Patients in the present study were deemed fit to undergo nephrectomy. Thus there is an important selection bias; however, our group has similar demographics and oncological characteristics to that of other published series of patients receiving nephrectomy in the metastatic setting . Also the modified Clavien-Dindo classification system is based on the invasiveness of the intervention used to resolve the postoperative complication and this may not correlate with potential to receive systemic therapy. Despite these limitations, the Clavien-Dindo grading system is frequently cited and readily accepted as an accurate method of reporting complications . Additionally, in the present study, patients with postoperative complications were less likely to receive systemic therapy (OR 0.32). Finally, receipt and timing of metastasectomy may have introduced a potential confounder; however, on univariate analysis we saw no evidence to suggest a relationship between metastasectomy and complications. We also performed sensitivity analyses omitting patients who received metastasectomy within the time frames that complications were measured (five patients ≤30 days and 10 ≤56 days) and this too had no impact on our outcomes.
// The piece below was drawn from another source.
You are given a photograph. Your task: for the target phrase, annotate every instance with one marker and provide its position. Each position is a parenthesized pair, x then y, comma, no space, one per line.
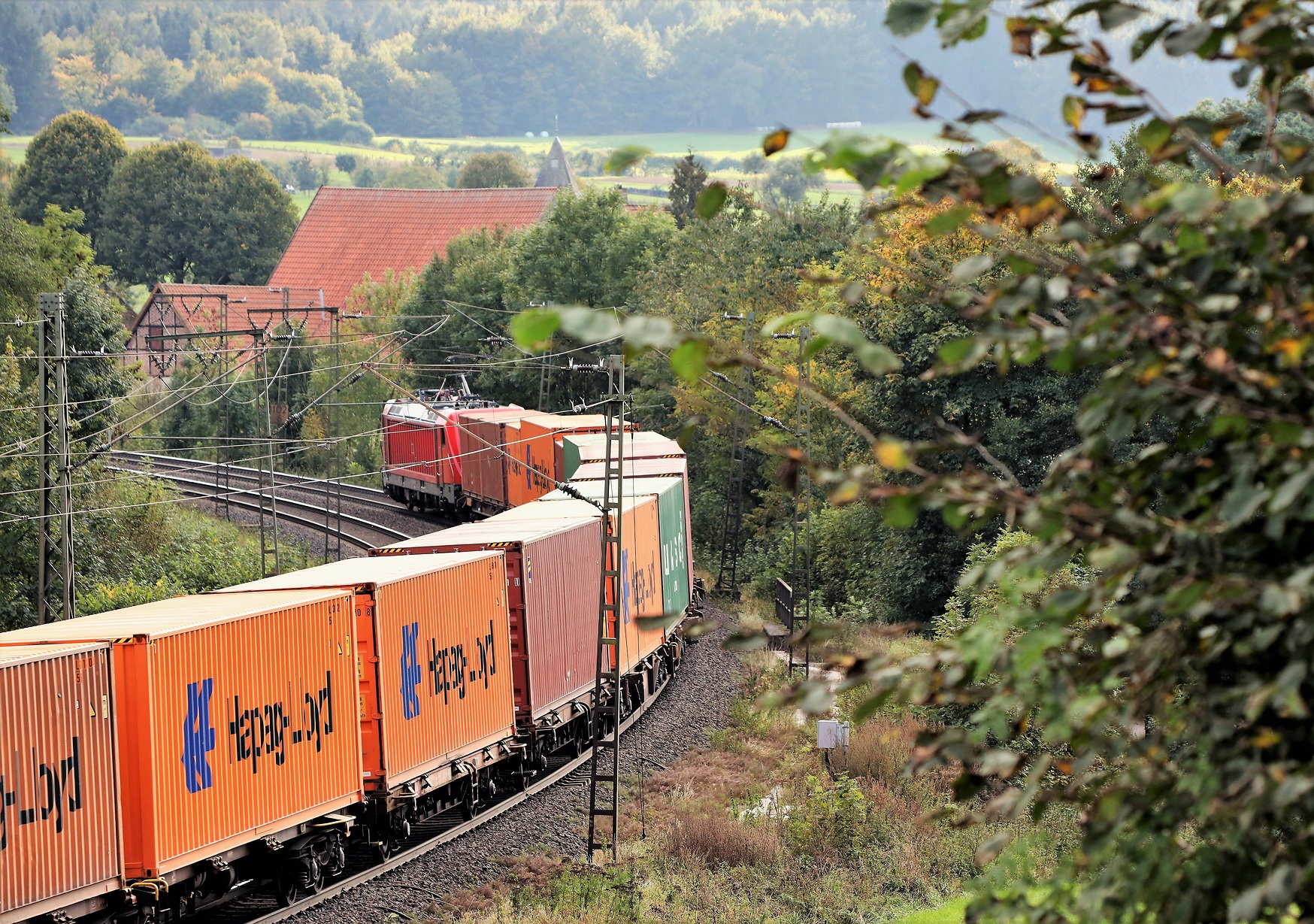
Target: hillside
(344,71)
In conclusion, in the era of targeted therapy the timing and role of nephrectomy for mRCC is not entirely clear, particularly when nephrectomy results in significant delay or inability to receive systemic treatment. We reviewed and classified all complications after nephrectomy in patients with mRCC and constructed a model to predict complications. Grade ≥2 complications ≤8 weeks of surgery, occurred in 27% of patients and the most common type of complications were pulmonary, thromboembolic and anaemia requiring blood transfusion. These were more likely to occur in older patients and those with lower KPS scores. Such complications may delay systemic treatment with targeted therapy or prevent entry into clinical trials. Caution should be taken in performing nephrectomy on these patients and consideration may be given to initiating targeted therapy before nephrectomy.
Supported by the Sidney Kimmel Center for Prostate and Urologic Cancers, by funds provided by David H. Koch through the Prostate Cancer Foundation, and by the National Cancer Institute (NCI) (U54CA137788 and U54CA132378).
CONFLICT OF INTEREST
Dr. Motzer receives research funding from Pfizer. Novartis, BMS and Ave. Pharmaceuticals, and is a consult for Pfizer.